At Acquired Brain Injury Ireland, we have a pathway in place that could resolve many of the issues raised in Wasted Lives, and we can demonstrate that it works. What we need is for it to be made available to every brain injury survivor, regardless of where he or she lives.
To begin, we need national assessment teams, first, to look at those currently placed in nursing homes or being discharged from hospital, to set out a road map for them to move back to community living. These teams would work with case managers to prevent more and more survivors moving back into nursing homes if they do not need to be there.
To cover the country, €4 million would fund three assessment teams and a further €500,000 would have a case manager in every community healthcare organisation, CHO, area, making up a total of €4.5 million, which is so little when one considers the immediate impact this would have for so many young people and their families. It would not be the full solution, but a good solid start to the long overdue implementation of the recommendations in the Wasted Lives report. This solution would not only support the HSE to reach its targets, but provide significant value for money. It would result in fewer prolonged stays in acute hospitals, freeing up essential beds, reduce the burden of care on families and significantly reduce costs to the State.
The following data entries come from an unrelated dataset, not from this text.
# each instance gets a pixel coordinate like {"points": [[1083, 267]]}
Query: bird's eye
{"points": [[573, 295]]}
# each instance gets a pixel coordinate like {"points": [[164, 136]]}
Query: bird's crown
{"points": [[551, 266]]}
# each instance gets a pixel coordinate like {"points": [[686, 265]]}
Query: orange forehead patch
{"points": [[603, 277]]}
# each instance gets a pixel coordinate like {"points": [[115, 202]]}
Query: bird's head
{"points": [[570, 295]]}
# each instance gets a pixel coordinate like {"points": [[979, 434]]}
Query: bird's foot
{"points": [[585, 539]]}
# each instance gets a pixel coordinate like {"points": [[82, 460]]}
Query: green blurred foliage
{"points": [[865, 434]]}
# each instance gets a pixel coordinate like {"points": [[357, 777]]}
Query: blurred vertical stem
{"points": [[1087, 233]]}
We want the committee to hear the lived experience of those who have been inappropriately placed in a nursing home. Our friend and brain injury survivor, Mr. Brian Hogan, was due to join us today but, unfortunately, was unable to be here. Let me tell you about him. In 2009, at the age of 32, Brian, a quantity surveyor, was the victim of an unprovoked one-punch assault. He spent many months in a unit for older people and he always said that none of them could ever remember his name. In an intervention with the HSE, Brian moved back to the community to one of our assisted living rehabilitation houses near Ennis in County Clare, where he is an active member of the community and on the board of Anvers Housing Association using his quantity surveying skills. He is on a journey that proves the power and potential of rehabilitation to rebuild lives.
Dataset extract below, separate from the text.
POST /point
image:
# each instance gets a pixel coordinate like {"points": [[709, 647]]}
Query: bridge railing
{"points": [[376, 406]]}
I would like to share with the committee some of what Brian shared with us. He said that from a nursing home to a rehabilitation house, there is no comparison - the two are completely different things. He said that rehabilitation teaches you how to get your own independence back and you are not just withering away, wasting your life somewhere where you do not belong. Brian can now see a future for himself and that is what rehabilitation has done for him. It has opened the door to the future.
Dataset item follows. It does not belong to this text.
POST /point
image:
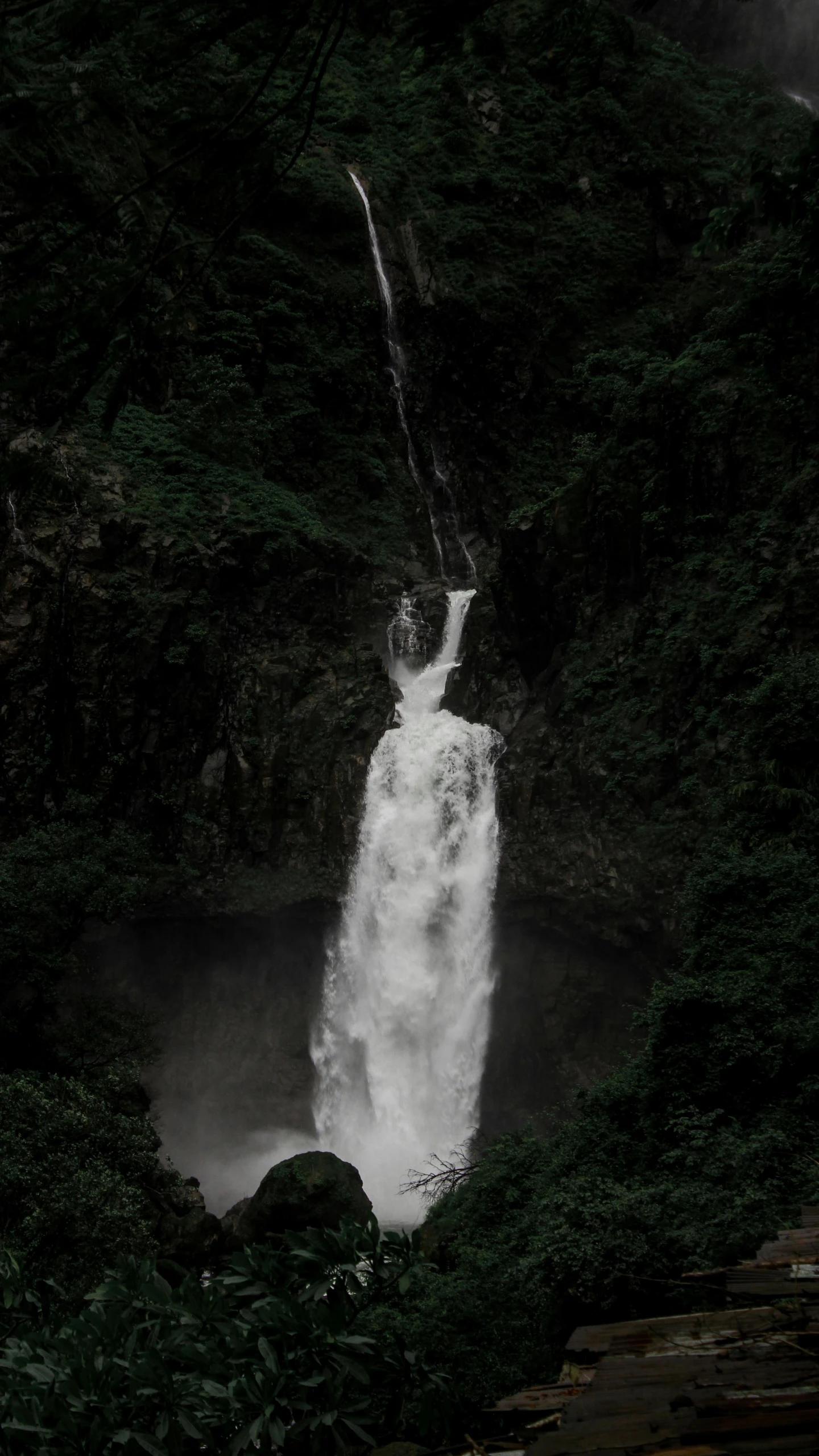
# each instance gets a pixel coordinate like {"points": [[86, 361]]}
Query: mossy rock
{"points": [[311, 1190]]}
Today is a welcome opportunity for us to give voice to the all-too-often forgotten about young people living in nursing homes. What we need now is urgent action to address their rehabilitation needs and to put in place a comprehensive pathway to bring them back to communities and to offer them a fuller, more independent live. This will take commitment, leadership and resources. I ask those in the room today to work with services like ours to kickstart this change and make it a reality.